W tym momencie jestem głównie słuchawkowy - używam Superluxów HD660 oraz Cresyn 450. Nie jestem bynajmniej audiofilem, ale nie lubię, gdy tracę część brzmienia, nie cierpię też ewidentnie słabego brzmienia, ale nie mam zamiaru słuchać głośników z aparaturą pomiarową - po prostu mają dawać frajdę.

 

Pomożecie? Czy któreś z rozważanych głośników mają ewidentną przewagę przy moich założeniach, lub zupełnie odpadają? Może macie inne propozycje? : )

Edytowane przez PrzemQ
Odnośnik do komentarza
Udostępnij na innych stronach

Myślałem o tym jakiś czas temu - doszedłem do wniosku, że potrzebowałbym wyższego budżetu. Mam też wrażenie, że sporo starych zestawów (na które byłbym skazany z takim budżetem) gra dużo jaśniej niż lubię. I przede wszystkim kwestia ryzyka przy zakupie tak używanego sprzętu (bo nie kupię niczego dwu czy czteroletniego z takim budżetem) - odniosłem wrażenie, że allegro jest pełne dość rozwalonych sprzętów (przechodził przez to brat i kumpel).

 

Alternatywą, którą rozważałem były Yamahy Pianocraft - ale z tego co wszędzie czytałem, nie do końca podejdzie mi charakter ich grania (raczej nacisk na górne i średnie pasmo, lekki niedosyt dołu).

 

Czy uważasz, że wymienione przeze mnie zestawy nie są warte swoich pieniędzy lub po prostu będę rozczarowany? : )

Odnośnik do komentarza
Udostępnij na innych stronach

Właśnie tego się obawiałem - że jednak całe czytanie od początku ; ) Zaraz się okaże, że powinienem też wyskrobać drugie tyle z budżetu ; )

 

No dobrze moi drodzy - czy w podanym budżecie możecie polecić cokolwiek? : )

 

I jakieś małe słówko na temat głośników o których pisałem - będzie kiepsko? Olać temat zupełnie?

Odnośnik do komentarza
Udostępnij na innych stronach

I mam rozumieć, że tego typu zestaw zje ze smakiem na śniadanie wszelkie edifiery, microlaby i inne podobne?

 

Trochę obawiam się tego, że to bardzo stary sprzęt - być może jestem zrażony historią brata, któremu bardzo szybko rozleciał się wzmacniacz i włożył sporo w uratowanie kolumn albo kumpla, który gdy po jakimś czasie rozebrał swoje kolumienki, okazało się, że każdy głośnik jest z innej parafii. A sam nie będę potrafił tego naprawić, nawet nie wiem czy ktoś to sensownie serwisuje.

 

amrowek - dzięki wielkie za poświęcenie czasu i wrzucenie linków!

Edytowane przez PrzemQ
Odnośnik do komentarza
Udostępnij na innych stronach

I mam rozumieć, że tego typu zestaw zje ze smakiem na śniadanie wszelkie edifiery, microlaby i inne podobne?

 

Trochę obawiam się tego, że to bardzo stary sprzęt - być może jestem zrażony historią brata, któremu bardzo szybko rozleciał się wzmacniacz i włożył sporo w uratowanie kolumn albo kumpla, który gdy po jakimś czasie rozebrał swoje kolumienki, okazało się, że każdy głośnik jest z innej parafii. A sam nie będę potrafił tego naprawić, nawet nie wiem czy ktoś to sensownie serwisuje.

 

amrowek - dzięki wielkie za poświęcenie czasu i wrzucenie linków!

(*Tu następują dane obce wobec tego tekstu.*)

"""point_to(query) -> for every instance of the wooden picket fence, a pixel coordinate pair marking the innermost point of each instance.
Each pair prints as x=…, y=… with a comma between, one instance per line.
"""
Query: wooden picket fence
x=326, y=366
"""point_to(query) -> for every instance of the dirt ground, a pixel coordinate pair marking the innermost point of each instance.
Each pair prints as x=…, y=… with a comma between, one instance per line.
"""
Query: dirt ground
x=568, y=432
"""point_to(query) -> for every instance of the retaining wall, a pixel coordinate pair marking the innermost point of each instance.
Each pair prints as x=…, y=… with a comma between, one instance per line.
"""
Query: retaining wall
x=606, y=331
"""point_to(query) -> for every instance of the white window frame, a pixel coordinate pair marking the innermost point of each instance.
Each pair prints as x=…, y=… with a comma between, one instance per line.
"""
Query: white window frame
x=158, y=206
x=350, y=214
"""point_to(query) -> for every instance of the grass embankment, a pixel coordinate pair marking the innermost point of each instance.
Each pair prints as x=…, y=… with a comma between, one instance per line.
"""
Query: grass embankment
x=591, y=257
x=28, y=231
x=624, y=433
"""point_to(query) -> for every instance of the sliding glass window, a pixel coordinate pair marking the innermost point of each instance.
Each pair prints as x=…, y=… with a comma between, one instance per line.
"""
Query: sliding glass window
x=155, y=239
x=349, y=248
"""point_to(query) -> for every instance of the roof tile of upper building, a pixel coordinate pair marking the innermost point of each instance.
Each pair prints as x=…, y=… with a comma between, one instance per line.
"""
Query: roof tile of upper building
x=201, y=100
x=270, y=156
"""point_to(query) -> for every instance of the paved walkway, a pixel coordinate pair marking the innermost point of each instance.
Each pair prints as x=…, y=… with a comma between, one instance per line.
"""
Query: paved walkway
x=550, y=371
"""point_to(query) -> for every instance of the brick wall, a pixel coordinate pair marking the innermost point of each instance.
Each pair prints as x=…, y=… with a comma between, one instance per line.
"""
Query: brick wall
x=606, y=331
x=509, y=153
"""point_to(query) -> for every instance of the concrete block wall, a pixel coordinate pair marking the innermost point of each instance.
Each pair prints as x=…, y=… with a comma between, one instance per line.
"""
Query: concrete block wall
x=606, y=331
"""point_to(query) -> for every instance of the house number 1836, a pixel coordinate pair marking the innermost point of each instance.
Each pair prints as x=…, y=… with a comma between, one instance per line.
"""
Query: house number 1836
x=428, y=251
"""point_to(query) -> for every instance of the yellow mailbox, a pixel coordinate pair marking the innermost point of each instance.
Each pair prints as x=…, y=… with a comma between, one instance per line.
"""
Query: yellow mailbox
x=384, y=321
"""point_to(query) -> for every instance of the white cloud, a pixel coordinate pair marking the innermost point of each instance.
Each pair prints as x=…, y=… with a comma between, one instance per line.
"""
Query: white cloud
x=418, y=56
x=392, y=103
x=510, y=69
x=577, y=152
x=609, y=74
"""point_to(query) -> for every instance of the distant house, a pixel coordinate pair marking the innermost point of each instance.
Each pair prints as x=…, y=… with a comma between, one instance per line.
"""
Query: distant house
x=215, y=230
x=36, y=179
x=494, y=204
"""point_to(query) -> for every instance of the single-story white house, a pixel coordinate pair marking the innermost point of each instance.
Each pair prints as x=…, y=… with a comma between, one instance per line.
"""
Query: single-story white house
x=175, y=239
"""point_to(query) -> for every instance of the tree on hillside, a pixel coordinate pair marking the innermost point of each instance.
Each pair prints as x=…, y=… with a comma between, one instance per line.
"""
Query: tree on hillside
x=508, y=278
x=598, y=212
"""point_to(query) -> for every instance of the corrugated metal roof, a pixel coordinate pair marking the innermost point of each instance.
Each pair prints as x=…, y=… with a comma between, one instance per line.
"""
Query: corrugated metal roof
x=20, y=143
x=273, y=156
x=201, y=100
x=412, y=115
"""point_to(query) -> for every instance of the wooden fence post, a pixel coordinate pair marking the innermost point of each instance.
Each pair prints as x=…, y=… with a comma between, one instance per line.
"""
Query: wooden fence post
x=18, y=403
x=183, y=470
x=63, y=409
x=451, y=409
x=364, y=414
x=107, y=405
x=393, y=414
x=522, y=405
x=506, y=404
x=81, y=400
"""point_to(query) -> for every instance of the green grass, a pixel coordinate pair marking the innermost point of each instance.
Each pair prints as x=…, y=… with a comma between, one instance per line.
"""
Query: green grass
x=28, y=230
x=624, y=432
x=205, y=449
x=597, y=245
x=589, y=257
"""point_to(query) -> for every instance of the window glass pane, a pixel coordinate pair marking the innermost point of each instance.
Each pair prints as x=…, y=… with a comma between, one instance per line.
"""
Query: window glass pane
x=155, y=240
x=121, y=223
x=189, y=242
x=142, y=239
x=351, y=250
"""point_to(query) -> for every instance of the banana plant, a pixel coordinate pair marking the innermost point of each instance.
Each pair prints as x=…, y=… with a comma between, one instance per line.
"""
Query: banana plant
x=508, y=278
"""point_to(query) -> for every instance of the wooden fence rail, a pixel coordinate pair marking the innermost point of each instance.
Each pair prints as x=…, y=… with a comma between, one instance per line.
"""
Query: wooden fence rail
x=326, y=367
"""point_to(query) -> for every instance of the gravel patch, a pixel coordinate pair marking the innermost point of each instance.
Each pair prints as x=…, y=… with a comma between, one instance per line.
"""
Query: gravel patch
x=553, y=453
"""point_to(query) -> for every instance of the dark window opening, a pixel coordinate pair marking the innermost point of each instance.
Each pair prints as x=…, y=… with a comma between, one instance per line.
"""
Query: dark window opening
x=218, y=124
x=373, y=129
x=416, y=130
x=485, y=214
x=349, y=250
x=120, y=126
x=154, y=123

Wystarczy patrzeć co się kupuje i poprosić o zdjęcia środka żeby zobaczyć czy jest oryginalny i w dobrym stanie. Nie ma się czego bać kupiłem już masę sprzętów często starszych od tego co zalinkował amrowek i nie rozleciały się do dziś :) .

Odnośnik do komentarza
Udostępnij na innych stronach

A ja sobie podglądam wątki tego typu na Forum, bo już dostaję niezłej schizy ...

(Oskar, Ty wiesz o co chodzi ;) )

 

Zaś co do sprzętów starej daty to moje zdanie zmieniło się diametralnie ( na plus ) kiedy to kupiłem do firmy jakiś kombajn Kyocery, tzw. "wypasiony".

Gwarancja skończyła się i wszystko zaczęło się sypać. A tak sprytnie zrobione, że nie dało się wymienić walniętej części. "Wyjechany" trybik ?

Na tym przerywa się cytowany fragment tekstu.